Acceptance Criteria:
- Workflow is disabled by default
- Workflow can be enabled for any set of users by a local configuration change (/etc/sudoers or related configuration file)
- sudo should respect/inspect the ticket that is available and it should not acquire ticket itself (i.e. via kinit). It should rather delegate this to PAM stack.
- If the user does not have any Kerberos ticket or has an invalid Kerberos ticket (expired, …) he should be prompted in the same way as it is now (via PAM stack), even if workflow is enabled
- Even with passwordless sudo workflow, SUDO should run PAM account step to verify that the account is still valid when running the command (i.e. the user was not disabled or forbidden SUDO access in IdM HBAC)
- When workflow is enabled the passwordless behavior should be enabled for a limited time that is less or equal than the time of the TGT ticket that was used to log into the system.
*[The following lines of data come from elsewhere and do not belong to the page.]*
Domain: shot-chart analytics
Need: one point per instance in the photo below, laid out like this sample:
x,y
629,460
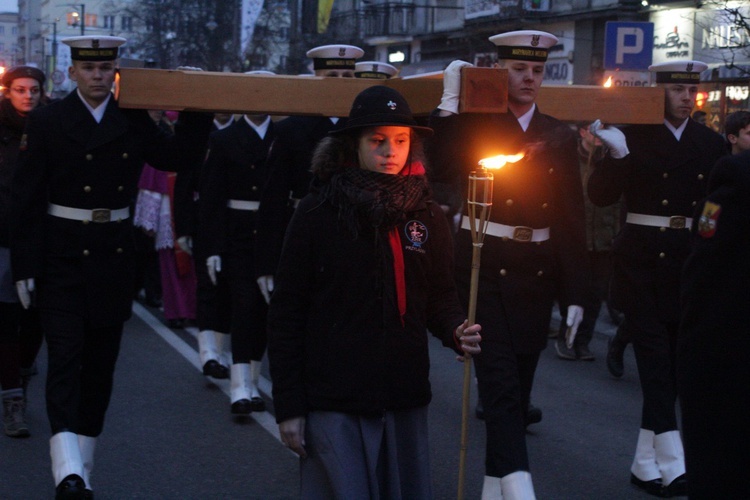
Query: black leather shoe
x,y
653,487
214,369
71,488
533,415
242,407
257,404
615,353
479,410
584,353
677,488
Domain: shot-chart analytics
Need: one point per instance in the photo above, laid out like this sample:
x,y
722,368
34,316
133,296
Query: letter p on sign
x,y
628,45
629,41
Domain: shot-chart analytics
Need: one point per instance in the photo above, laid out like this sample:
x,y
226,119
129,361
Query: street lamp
x,y
79,17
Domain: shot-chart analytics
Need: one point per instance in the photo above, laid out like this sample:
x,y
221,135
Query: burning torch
x,y
479,204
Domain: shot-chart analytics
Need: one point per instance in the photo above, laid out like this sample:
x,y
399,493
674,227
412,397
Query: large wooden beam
x,y
273,94
310,95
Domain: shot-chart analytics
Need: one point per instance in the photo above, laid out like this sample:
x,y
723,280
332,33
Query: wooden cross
x,y
482,90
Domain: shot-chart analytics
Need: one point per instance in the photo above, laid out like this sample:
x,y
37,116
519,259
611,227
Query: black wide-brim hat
x,y
380,106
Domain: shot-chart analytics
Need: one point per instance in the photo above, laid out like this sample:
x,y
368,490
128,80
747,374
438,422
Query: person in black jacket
x,y
661,171
365,271
233,177
713,346
72,241
20,331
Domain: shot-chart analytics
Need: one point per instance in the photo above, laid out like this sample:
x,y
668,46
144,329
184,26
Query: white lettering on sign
x,y
622,48
724,37
738,92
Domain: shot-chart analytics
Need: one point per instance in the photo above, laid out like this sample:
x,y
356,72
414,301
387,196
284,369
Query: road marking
x,y
265,419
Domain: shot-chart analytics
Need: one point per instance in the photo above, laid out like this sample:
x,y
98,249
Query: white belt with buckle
x,y
252,206
521,234
98,215
673,222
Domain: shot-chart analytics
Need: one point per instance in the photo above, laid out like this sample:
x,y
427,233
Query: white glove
x,y
213,264
265,283
186,244
612,137
452,86
575,316
24,289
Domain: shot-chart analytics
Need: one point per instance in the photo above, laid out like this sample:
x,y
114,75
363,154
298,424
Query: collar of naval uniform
x,y
248,205
520,234
97,215
671,222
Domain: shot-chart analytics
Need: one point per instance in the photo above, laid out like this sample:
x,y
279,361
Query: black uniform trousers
x,y
504,381
248,307
653,322
80,372
213,300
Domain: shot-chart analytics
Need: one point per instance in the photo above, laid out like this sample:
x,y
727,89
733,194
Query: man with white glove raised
x,y
662,172
535,243
232,180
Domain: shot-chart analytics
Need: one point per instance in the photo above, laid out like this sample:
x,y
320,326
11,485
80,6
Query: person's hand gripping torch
x,y
479,204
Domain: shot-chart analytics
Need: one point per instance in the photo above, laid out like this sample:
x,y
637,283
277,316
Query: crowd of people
x,y
334,245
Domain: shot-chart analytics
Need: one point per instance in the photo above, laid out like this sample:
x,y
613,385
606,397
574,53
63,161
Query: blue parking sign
x,y
628,45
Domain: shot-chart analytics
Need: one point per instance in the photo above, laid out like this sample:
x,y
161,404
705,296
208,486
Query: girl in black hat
x,y
365,271
20,332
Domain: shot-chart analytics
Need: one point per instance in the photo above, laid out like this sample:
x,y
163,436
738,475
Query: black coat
x,y
289,176
713,371
542,190
335,339
70,160
10,138
662,177
235,169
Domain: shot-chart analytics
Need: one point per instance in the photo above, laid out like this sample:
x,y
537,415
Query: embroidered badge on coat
x,y
416,232
709,219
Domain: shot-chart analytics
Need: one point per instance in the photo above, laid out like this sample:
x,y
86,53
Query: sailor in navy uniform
x,y
233,177
289,163
72,241
713,347
662,171
535,242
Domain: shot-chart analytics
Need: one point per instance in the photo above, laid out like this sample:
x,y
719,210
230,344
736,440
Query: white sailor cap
x,y
334,56
525,45
678,71
93,47
374,69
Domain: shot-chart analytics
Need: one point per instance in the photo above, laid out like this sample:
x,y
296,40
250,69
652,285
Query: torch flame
x,y
499,161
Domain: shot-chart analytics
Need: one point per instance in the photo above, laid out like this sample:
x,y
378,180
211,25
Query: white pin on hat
x,y
525,45
374,69
93,47
335,56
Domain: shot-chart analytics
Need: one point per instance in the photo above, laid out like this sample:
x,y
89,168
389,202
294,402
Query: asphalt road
x,y
169,433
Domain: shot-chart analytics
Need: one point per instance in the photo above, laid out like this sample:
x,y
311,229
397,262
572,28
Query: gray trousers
x,y
379,457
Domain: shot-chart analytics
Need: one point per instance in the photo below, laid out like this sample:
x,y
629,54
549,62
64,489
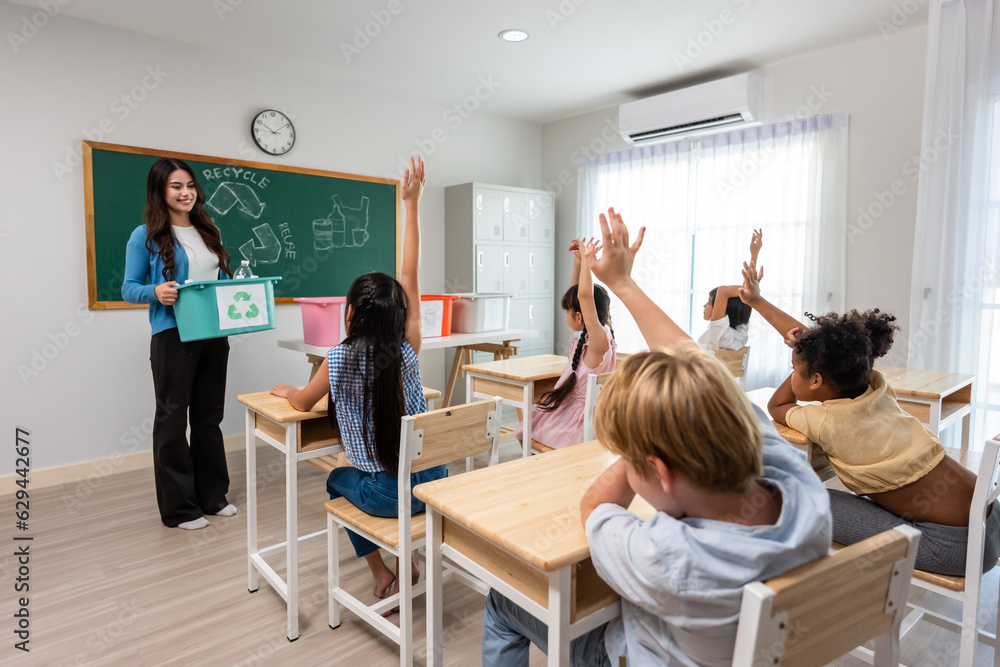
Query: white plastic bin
x,y
474,313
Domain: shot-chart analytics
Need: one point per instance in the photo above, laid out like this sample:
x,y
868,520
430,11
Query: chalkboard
x,y
318,230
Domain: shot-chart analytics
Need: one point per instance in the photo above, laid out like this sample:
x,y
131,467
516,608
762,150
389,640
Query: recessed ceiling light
x,y
513,35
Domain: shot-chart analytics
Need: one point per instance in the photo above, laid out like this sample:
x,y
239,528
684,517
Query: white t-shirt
x,y
203,264
721,336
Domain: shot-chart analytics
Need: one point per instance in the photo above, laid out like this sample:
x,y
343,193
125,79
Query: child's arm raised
x,y
614,269
597,341
750,294
411,189
304,399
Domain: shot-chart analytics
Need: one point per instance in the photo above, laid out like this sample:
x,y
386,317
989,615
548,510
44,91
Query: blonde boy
x,y
735,503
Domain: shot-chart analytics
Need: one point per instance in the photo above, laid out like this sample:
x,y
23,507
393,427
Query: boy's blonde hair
x,y
683,407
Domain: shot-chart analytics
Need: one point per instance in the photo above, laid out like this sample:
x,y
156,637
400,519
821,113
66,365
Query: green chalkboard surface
x,y
318,230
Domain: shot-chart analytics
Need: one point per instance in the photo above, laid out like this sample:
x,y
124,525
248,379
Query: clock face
x,y
273,132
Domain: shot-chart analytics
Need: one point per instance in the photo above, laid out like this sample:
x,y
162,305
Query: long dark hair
x,y
571,302
738,312
374,354
159,237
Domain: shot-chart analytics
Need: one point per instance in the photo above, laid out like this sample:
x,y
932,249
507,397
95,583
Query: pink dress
x,y
563,426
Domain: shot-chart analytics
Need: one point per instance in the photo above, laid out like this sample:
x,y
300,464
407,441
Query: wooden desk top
x,y
522,369
280,411
529,507
924,384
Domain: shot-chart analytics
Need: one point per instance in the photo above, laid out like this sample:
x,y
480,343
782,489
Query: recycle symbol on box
x,y
251,312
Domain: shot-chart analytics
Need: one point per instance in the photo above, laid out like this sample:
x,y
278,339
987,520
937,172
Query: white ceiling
x,y
582,54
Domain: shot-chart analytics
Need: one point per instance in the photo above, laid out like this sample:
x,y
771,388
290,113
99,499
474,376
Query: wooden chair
x,y
735,361
820,611
959,588
595,384
426,440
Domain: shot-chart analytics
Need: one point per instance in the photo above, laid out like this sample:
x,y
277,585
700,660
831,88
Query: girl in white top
x,y
726,314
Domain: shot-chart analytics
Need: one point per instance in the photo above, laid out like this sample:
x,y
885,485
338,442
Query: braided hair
x,y
843,348
571,303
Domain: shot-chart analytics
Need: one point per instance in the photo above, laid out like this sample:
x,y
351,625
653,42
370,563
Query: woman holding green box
x,y
176,242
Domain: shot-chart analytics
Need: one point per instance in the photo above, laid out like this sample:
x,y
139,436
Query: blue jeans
x,y
377,494
508,630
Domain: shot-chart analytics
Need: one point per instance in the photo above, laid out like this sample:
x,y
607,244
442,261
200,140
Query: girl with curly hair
x,y
896,469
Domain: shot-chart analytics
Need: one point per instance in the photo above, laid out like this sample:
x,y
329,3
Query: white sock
x,y
195,524
228,510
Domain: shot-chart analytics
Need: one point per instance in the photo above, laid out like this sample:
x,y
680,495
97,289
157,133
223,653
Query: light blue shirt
x,y
144,271
349,397
681,581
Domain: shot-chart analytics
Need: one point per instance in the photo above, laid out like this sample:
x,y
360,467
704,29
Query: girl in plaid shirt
x,y
373,379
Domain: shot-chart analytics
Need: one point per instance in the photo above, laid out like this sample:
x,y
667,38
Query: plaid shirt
x,y
349,408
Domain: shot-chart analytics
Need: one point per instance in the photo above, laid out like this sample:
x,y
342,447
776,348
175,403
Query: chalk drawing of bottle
x,y
356,220
328,232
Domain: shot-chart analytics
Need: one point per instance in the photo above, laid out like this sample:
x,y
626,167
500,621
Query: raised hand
x,y
614,267
413,181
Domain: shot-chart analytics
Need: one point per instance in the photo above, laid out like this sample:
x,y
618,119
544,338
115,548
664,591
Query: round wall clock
x,y
273,132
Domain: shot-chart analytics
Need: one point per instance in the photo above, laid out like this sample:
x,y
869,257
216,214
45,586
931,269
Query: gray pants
x,y
942,549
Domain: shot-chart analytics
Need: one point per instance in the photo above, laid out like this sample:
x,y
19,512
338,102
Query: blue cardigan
x,y
144,271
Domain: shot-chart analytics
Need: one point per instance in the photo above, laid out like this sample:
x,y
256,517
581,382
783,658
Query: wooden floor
x,y
111,586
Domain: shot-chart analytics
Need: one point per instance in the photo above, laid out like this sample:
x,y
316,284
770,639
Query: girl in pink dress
x,y
558,420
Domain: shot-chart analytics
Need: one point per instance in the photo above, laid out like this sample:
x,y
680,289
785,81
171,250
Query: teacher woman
x,y
179,241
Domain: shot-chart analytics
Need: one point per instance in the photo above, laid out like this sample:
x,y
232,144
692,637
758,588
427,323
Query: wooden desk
x,y
516,526
936,398
519,381
299,436
486,341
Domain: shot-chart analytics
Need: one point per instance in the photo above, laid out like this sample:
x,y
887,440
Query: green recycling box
x,y
216,308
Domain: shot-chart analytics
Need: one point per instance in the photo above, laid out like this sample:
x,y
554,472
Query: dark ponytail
x,y
571,302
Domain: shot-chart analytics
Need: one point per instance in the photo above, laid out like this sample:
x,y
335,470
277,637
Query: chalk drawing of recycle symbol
x,y
345,227
269,250
229,194
251,311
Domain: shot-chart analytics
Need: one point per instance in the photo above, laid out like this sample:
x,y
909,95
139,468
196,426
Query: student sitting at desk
x,y
735,502
375,372
559,420
893,465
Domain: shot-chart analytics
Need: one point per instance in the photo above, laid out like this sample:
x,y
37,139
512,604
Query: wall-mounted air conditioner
x,y
709,107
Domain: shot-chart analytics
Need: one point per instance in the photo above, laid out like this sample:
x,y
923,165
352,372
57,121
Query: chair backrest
x,y
983,495
735,361
817,612
595,383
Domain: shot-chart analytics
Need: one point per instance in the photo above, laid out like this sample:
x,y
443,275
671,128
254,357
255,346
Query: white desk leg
x,y
434,601
526,400
292,530
251,500
469,398
559,598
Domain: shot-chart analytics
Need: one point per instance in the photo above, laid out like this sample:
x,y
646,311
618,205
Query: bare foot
x,y
381,589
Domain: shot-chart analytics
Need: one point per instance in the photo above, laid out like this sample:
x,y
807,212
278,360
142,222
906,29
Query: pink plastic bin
x,y
321,319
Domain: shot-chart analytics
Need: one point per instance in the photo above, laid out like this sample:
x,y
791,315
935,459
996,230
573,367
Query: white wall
x,y
65,80
881,83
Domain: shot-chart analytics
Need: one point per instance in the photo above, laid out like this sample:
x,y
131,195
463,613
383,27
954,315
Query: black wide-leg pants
x,y
189,379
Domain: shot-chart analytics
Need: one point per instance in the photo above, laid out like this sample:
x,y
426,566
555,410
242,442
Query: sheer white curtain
x,y
954,301
700,199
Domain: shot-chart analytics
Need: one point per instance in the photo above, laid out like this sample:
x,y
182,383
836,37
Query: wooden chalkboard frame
x,y
88,189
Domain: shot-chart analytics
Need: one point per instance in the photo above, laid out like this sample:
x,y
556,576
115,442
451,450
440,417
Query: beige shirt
x,y
872,443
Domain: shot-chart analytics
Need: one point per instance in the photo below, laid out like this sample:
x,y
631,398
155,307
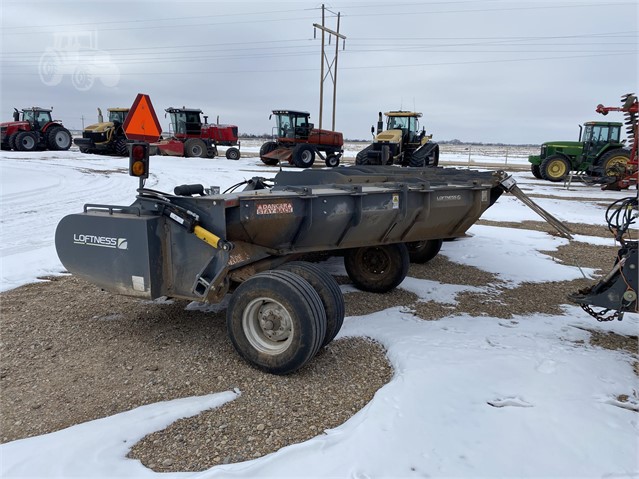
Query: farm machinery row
x,y
189,135
197,244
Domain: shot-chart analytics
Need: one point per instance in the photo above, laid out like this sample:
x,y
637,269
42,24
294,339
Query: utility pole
x,y
330,65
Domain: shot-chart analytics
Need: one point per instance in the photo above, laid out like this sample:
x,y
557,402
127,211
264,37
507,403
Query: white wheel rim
x,y
268,326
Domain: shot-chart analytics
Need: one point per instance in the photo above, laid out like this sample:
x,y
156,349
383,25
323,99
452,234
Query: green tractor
x,y
599,152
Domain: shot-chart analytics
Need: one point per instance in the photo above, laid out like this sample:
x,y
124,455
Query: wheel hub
x,y
274,325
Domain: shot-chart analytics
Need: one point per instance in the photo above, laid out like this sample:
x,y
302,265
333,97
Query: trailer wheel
x,y
194,147
536,171
233,154
59,138
26,141
276,321
554,168
120,147
332,161
329,292
423,251
303,156
377,269
265,149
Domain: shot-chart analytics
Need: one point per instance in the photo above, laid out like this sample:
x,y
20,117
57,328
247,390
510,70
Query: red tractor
x,y
192,138
33,129
625,174
298,142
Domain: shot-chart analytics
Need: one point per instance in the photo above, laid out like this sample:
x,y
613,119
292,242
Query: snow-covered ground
x,y
470,397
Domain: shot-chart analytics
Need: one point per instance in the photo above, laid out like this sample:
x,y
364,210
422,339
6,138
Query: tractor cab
x,y
292,125
118,115
407,122
185,121
595,136
37,117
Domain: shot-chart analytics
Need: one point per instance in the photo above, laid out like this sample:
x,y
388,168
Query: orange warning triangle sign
x,y
142,122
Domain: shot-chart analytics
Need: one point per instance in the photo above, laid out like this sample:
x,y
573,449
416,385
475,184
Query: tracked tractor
x,y
193,138
297,142
33,129
597,153
401,143
105,137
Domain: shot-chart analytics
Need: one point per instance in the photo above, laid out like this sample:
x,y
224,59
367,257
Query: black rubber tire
x,y
611,158
267,148
12,141
59,138
377,269
195,148
303,156
26,141
329,292
120,147
425,155
264,295
554,168
536,171
233,154
332,161
362,157
423,251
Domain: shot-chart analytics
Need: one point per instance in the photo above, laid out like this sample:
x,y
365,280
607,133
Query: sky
x,y
471,396
500,71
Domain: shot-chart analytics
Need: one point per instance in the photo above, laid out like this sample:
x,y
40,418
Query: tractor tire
x,y
614,162
195,148
423,251
265,149
12,141
59,138
377,269
425,155
332,161
362,156
303,156
233,154
554,168
26,141
276,321
536,171
329,292
120,147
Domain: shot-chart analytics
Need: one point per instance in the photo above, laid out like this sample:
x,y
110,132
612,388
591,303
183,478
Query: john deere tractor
x,y
105,137
599,152
401,144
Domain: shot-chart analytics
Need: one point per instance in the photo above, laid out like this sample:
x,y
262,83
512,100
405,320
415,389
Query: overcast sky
x,y
485,71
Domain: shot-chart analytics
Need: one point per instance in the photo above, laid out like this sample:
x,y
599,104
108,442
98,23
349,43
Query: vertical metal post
x,y
322,72
332,67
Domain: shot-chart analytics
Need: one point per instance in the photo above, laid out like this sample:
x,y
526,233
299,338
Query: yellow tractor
x,y
402,143
105,137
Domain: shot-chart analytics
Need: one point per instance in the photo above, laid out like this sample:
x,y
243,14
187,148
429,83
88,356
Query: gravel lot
x,y
72,353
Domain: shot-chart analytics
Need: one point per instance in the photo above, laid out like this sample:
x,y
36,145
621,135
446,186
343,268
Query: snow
x,y
470,396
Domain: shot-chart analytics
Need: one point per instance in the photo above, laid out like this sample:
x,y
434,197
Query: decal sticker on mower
x,y
274,208
102,241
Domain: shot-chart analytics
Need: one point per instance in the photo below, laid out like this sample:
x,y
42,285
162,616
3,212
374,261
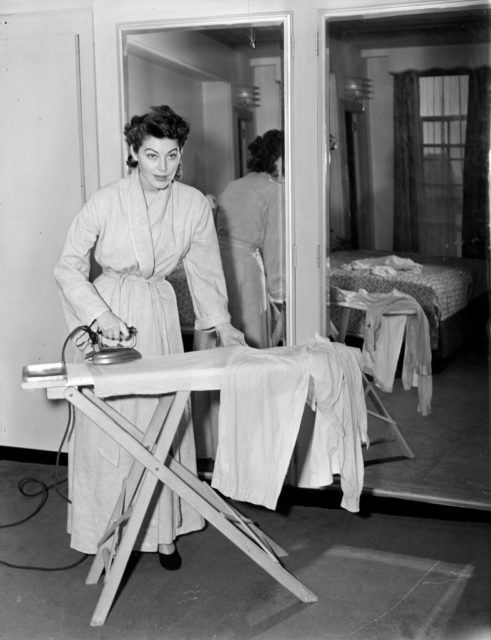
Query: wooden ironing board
x,y
172,377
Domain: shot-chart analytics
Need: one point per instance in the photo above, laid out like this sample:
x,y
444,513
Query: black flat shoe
x,y
170,561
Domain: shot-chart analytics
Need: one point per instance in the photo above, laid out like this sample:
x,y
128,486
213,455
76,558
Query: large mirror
x,y
407,135
231,81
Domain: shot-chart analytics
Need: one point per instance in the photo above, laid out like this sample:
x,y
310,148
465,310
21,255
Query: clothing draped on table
x,y
390,317
136,249
262,403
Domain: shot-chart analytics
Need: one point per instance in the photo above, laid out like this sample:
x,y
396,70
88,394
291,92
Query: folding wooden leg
x,y
203,500
134,501
135,475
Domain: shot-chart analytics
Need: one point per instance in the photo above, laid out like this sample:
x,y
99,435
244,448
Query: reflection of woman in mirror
x,y
250,230
140,227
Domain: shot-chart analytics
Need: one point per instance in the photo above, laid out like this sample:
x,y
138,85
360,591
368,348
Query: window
x,y
443,109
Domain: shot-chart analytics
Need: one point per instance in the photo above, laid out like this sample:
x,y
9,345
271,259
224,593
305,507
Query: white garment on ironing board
x,y
262,403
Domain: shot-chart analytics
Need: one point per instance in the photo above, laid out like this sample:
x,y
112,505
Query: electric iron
x,y
103,354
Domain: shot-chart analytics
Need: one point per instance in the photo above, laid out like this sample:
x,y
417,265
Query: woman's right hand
x,y
112,327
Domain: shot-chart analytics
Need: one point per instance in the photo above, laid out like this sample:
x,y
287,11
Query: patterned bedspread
x,y
443,286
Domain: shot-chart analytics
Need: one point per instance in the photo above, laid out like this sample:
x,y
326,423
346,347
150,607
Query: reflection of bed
x,y
451,291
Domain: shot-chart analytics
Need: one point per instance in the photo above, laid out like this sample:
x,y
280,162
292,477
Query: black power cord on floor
x,y
44,488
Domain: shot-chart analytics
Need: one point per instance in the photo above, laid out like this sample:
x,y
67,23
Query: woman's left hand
x,y
229,336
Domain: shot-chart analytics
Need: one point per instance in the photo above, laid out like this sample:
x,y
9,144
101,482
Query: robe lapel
x,y
134,204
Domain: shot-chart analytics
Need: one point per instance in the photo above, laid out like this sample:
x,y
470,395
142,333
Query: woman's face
x,y
158,160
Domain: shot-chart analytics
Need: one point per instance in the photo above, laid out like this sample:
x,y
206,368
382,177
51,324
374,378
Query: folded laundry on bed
x,y
385,265
262,403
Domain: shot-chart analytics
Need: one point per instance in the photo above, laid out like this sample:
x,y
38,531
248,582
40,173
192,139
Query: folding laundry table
x,y
380,412
173,377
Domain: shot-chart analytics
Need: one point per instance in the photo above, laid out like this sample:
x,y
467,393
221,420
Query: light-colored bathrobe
x,y
136,251
250,227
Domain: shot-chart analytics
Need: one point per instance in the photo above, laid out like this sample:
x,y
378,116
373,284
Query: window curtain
x,y
408,161
475,215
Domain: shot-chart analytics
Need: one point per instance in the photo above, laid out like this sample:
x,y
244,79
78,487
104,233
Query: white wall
x,y
48,164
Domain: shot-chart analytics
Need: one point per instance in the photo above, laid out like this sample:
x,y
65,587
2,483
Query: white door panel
x,y
41,189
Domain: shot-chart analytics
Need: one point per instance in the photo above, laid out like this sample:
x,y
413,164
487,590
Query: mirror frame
x,y
283,19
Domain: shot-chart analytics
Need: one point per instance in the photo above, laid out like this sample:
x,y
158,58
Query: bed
x,y
451,291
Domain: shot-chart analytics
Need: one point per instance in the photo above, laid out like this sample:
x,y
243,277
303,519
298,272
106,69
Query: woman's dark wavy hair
x,y
160,122
265,151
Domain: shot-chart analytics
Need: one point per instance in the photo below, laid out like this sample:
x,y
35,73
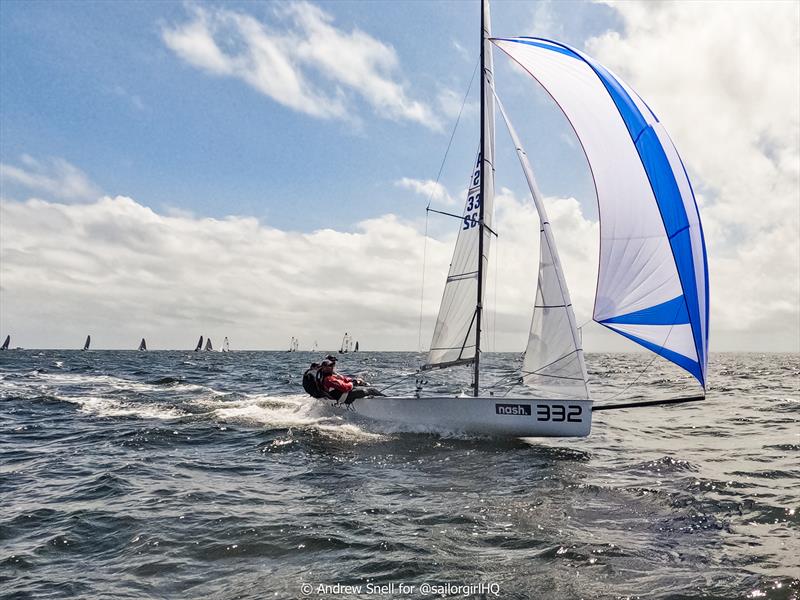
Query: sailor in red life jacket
x,y
343,388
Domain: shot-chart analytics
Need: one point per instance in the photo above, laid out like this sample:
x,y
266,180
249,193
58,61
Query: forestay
x,y
652,282
454,337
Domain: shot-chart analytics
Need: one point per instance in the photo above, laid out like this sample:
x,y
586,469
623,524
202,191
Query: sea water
x,y
212,475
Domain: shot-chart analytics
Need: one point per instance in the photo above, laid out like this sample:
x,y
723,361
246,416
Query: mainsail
x,y
455,337
652,284
553,361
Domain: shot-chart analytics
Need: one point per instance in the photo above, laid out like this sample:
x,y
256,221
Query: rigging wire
x,y
430,198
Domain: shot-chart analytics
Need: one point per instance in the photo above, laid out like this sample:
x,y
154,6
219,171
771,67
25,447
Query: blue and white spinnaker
x,y
652,284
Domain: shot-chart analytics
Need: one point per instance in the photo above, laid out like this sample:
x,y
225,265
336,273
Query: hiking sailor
x,y
328,384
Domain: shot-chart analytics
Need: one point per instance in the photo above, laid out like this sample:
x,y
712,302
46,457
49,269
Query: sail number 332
x,y
471,219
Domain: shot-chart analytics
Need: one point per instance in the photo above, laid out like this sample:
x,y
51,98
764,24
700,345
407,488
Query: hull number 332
x,y
557,413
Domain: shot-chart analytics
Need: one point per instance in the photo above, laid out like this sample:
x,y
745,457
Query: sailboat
x,y
652,279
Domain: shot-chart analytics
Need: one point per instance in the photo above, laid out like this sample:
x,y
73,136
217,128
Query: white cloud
x,y
427,188
723,78
55,177
120,271
310,66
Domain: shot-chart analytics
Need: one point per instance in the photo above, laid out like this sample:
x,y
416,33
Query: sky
x,y
261,170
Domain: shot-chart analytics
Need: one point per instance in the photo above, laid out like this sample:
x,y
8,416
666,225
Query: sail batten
x,y
652,283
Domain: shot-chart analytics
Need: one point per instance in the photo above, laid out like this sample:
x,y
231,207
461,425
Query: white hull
x,y
515,417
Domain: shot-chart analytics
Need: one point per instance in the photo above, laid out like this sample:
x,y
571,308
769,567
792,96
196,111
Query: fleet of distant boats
x,y
208,346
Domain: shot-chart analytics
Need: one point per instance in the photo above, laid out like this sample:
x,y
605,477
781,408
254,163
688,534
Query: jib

Feedback for this story and the plan in general is more than welcome!

This feature request and the user story we came with was discussed recently in engineering. Specifically, we discussed the "WHY" part of the user story (use case), i.e. "users do not have to enter the password because it is inconvenient or because they do not want to share the credentials over the network".

The main question that came up is - "could this requirement (the why) be satisfied with existing SUDO 'NOPASSWD' keyword" (or "!authenticate" when set in FreeIPA SUDO rule), given that NOPASSWD keyword also lets user enter the SUDO command without entering the password?"

Entering password in SUDO authorization is mostly an additional security measure that authorizes that the authenticated user is really present in the terminal and did not just step out from the console. If the authentication is done via Kerberos TGT presence check, this authorization step is skipped for both NOPASSWD way and Kerberos TGT check way (this RFE).

In order to continue with this RFE, we would first need to learn more details from the requestors - why the existing NOPASSWD way of skipping password-based authorization is not sufficient and thus what actual business problem will this RFE solve.

We do not intend to create a fork of sudo to support Kerberos and feel that there are existing solutions to this issue of varied access to sudo.
For example, using the built-in Identity Management capabilities to assign sudo rights to an existing userid in an automated / scheduled manner. Or using Ansible to automate the sudo users lists.

This bug is being closed. We can definitely continue the conversation about how to address the workflow being requested.

Additionally, if a solution were to be created that relied upon PAM modules, sudo could easily take advantage of that without change.